À cette dimension gratuite s’est ajouté un contexte technologique décisif et qui a fait le terreau du service : le passage, au tournant des années 2000, d’un Internet bas débit intermittent via le téléphone à des connexions haut débit continues grâce à l’ADSL puis à la fibre. Les dialogues en direct et les notifications immédiates – fondements mêmes de Facebook – n’auraient pas eu le même impact sans cette infrastructure. Bonus supplémentaire, elle restait financée par les consommateurs eux-mêmes via leurs abonnements. Imaginez un instant si ces plateformes, à l’instar d’Amazon ou de Netflix, avaient dû supporter elles-mêmes le coût de leur mise en relation avec leurs utilisateurs : leur business n’aurait sans doute pas été aussi florissant.
Aujourd’hui, Facebook peut s’enorgueillir de proposer deux formules claires : gratuit avec publicité ou payant sans publicité. Posée ainsi, l’équation semble séduisante, mais elle ne paraît pas efficace. L’exemple de YouTube est révélateur : malgré ses 2,7 milliards d’utilisateurs mensuels, seuls 125 millions paient un abonnement (à 13 €/mois), soit moins de 5 %. Passer d’un service gratuit vers un payant pour un produit similaire ne semble donc pas chose aisée.

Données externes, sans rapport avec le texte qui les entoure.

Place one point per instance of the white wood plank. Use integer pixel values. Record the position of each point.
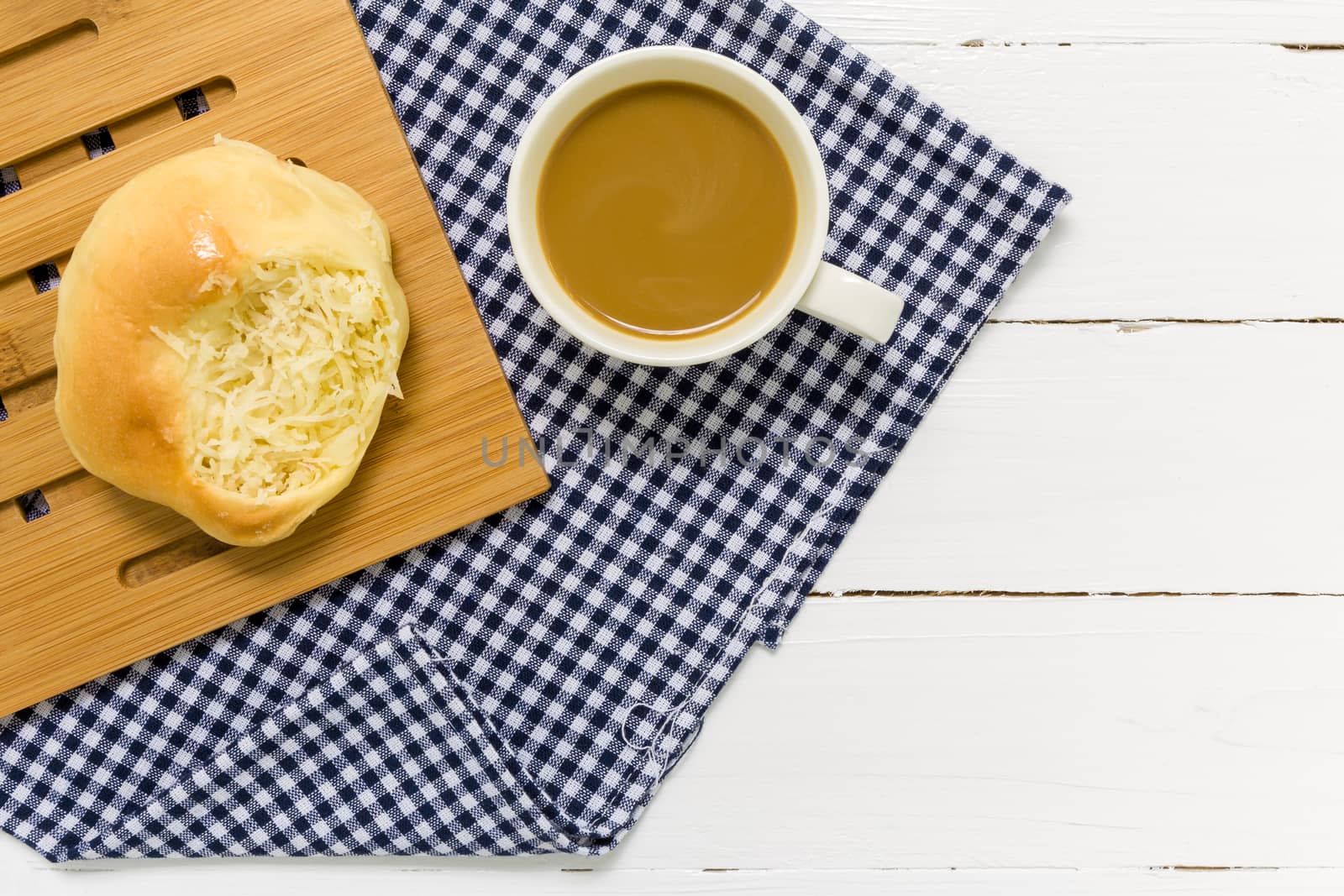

Pour Facebook, les chiffres sont rares, mais on sait que ses revenus publicitaires par utilisateur atteignent en moyenne 157 $ par an aux États-Unis et 80 $ en France. Or, avec un abonnement fixé à 5,99 €/mois – soit 72 € par an –, Facebook gagnerait moins qu’avec la publicité. Pas étonnant que cette offre ne soit que discrètement mise en avant.

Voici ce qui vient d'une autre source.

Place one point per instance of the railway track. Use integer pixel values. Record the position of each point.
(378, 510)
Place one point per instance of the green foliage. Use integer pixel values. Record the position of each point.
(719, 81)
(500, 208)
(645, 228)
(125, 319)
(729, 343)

Il faut néanmoins s’interroger : le rapport des internautes à la gratuité n’a-t-il pas évolué ? Les jeunes générations, habituées aux abonnements Spotify, Netflix ou aux microtransactions dans les jeux vidéo, sont peut-être plus enclines à payer quelques euros pour échapper à la publicité et protéger leurs données. La gratuité n’a plus le même caractère sacré que dans la première ère du web.
Reste que la publicité n’est pas le seul problème. Le cœur de l’économie de Facebook repose sur l’attention : le temps passé en ligne, l’engagement, l’addiction. Or, payer un abonnement n’élimine pas cette logique algorithmique qui pousse à scroller toujours plus. La question devient alors : paie-t-on vraiment pour plus de liberté, ou seulement pour moins de nuisances visibles ?
Ainsi, en introduisant tardivement une option payante, Facebook répond à la pression réglementaire et aux critiques sur la protection des données. Mais son modèle économique demeure verrouillé par la publicité et ses utilisateurs conditionnés à la gratuité. À moins d’un changement culturel profond ou d’une contrainte légale forte, l’abonnement restera donc un produit de niche. Mais le véritable enjeu n’est pas de choisir entre « gratuit avec pub » et « payant sans pub », il est peut-être de repenser la valeur que nous accordons à nos interactions numériques et le prix – en argent ou en attention – que nous sommes prêts à payer pour les préserver.